Applications of foams and foaming are found in many industries like the flotation of minerals, enhanced oil recovery, drilling in oil reservoirs, insulation, construction and refining processes such as Vacuum distillation and Delay-Coker reactors. However, foaming and defoaming are not yet understood. Foams trap gas and are not wanted in many applications. Guitian and Joseph (1997) proposed fundamental studies of their observations on foam suppression experiments they carried out in a cold slit bubble reactor. They found that foaming may be strongly suppressed by fluidizing hydrophilic particles in the bubbly mixture below the foam. They suggest that the suppression is achieved by increasing the wetted area of solids surface (walls and particles), by bed expansion and by decreasing the gas hold-up by increasing the effective density of the liquid solid mixture.

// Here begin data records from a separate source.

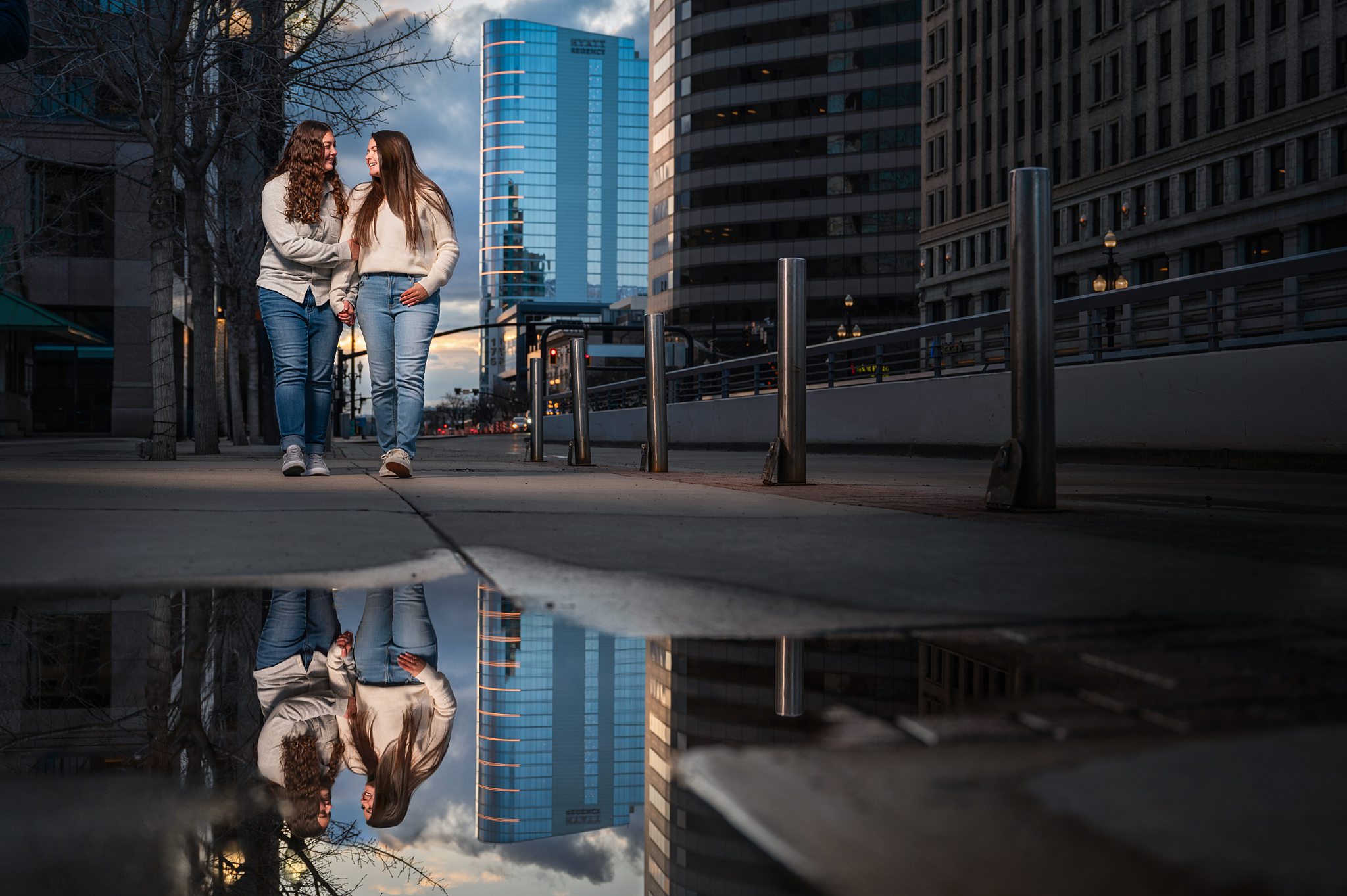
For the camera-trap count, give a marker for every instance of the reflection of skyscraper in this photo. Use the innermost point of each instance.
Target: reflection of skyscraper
(716, 692)
(564, 214)
(559, 731)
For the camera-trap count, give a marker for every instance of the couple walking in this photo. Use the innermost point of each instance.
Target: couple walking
(374, 704)
(379, 254)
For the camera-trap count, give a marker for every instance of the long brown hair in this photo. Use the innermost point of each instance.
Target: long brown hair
(395, 774)
(402, 185)
(303, 162)
(306, 778)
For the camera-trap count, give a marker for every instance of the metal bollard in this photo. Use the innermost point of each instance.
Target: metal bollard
(791, 369)
(1032, 358)
(790, 676)
(579, 402)
(656, 413)
(538, 398)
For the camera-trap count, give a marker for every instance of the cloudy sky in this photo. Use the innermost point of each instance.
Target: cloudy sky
(442, 122)
(441, 825)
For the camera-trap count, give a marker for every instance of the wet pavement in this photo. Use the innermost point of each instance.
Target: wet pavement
(659, 692)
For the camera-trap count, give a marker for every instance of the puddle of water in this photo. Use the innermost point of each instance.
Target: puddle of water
(559, 772)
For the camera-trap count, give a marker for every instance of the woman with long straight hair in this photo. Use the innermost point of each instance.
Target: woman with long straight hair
(299, 747)
(404, 227)
(402, 715)
(302, 210)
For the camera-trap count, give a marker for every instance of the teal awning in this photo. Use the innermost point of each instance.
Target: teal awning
(19, 314)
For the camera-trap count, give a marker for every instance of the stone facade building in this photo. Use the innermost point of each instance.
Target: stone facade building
(1203, 135)
(783, 130)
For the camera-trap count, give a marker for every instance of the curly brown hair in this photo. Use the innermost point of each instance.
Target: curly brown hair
(303, 162)
(306, 778)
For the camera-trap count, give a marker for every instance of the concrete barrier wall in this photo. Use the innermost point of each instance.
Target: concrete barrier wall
(1286, 398)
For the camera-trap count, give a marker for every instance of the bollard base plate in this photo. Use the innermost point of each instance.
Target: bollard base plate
(1005, 477)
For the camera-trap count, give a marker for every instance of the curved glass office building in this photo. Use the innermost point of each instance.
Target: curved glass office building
(564, 200)
(784, 130)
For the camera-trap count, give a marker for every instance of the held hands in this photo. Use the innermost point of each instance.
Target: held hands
(414, 296)
(343, 645)
(411, 663)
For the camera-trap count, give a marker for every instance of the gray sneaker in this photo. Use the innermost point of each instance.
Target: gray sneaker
(293, 461)
(399, 463)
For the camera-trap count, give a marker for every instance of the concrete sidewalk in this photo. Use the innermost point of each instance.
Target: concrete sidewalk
(897, 536)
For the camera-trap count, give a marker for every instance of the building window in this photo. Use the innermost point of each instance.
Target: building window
(1310, 159)
(1276, 166)
(1190, 116)
(1310, 74)
(1190, 42)
(1276, 85)
(1276, 15)
(1246, 96)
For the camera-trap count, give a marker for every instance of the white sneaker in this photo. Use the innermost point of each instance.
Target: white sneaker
(293, 461)
(399, 463)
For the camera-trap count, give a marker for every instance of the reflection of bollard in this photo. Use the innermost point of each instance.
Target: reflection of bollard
(1025, 474)
(579, 404)
(790, 676)
(538, 398)
(791, 367)
(656, 413)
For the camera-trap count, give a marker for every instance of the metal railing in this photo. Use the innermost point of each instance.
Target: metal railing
(1295, 299)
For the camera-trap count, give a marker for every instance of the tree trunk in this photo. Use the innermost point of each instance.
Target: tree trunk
(203, 283)
(163, 442)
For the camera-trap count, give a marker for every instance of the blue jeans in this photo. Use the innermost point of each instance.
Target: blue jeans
(298, 622)
(398, 339)
(394, 622)
(303, 343)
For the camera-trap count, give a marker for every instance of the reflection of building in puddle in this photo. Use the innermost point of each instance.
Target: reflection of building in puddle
(559, 731)
(704, 692)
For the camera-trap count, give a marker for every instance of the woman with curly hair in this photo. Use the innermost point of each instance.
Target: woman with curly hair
(302, 210)
(299, 748)
(404, 709)
(407, 252)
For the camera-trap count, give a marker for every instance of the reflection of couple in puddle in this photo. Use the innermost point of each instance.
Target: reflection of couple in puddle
(374, 703)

Frye and Berg (1989) studied the antifoam action of hydrophobic particles using two different tests (particle-induced film rupture and foam shake test), but they did not use a fluidized bed. Armstrong et at. (1976) observed adhesion of air bubbles to Teflon-coated glass beads fluidized in water. Tsutsumi, Dastidar and Fan (1991) studied the characteristics of water-air-solid fluidization with non-wettable (hydrophobic) particles and classified the flow pattern according to the motion of the particle-bubble aggregates. In this work, we fluidized hydrophobic and hydrophilic versions of two different sands in the same slit bubble reactor Guitian and Joseph (1997) used. We found that the hydrophobic sands suppress the foam substantially better than their hydrophilic counterparts. We also observed that, when foam is not present in the reactor (i.e. at high liquid velocities), the gas hold-up in the bubbly mixture was higher for the hydrophobic version of one sand. This result may be explained in terms of attachment of the particles onto the air bubbles, which increases the residence time of the gas phase, as suggested by Tsutsumi et al. (1991). In the other hand, the gas hold-up in the bubbly mixture for the hydrophobic version of the other sand was smaller. A possible explanation is supported by Armstrong et al. (1976) findings. They suggested that the phenomenon of bubble adhesion to the non-wettable particle leads to a decrease in the apparent density of the particle, which in turn is responsible for a larger bed expansion and smaller gas holdup compared with wettable particle systems. These results suggest that the degree of hydrophobicity matters.
Hydrophobic particles appear to break, and not only to suppress, foam; and they may have a greater application.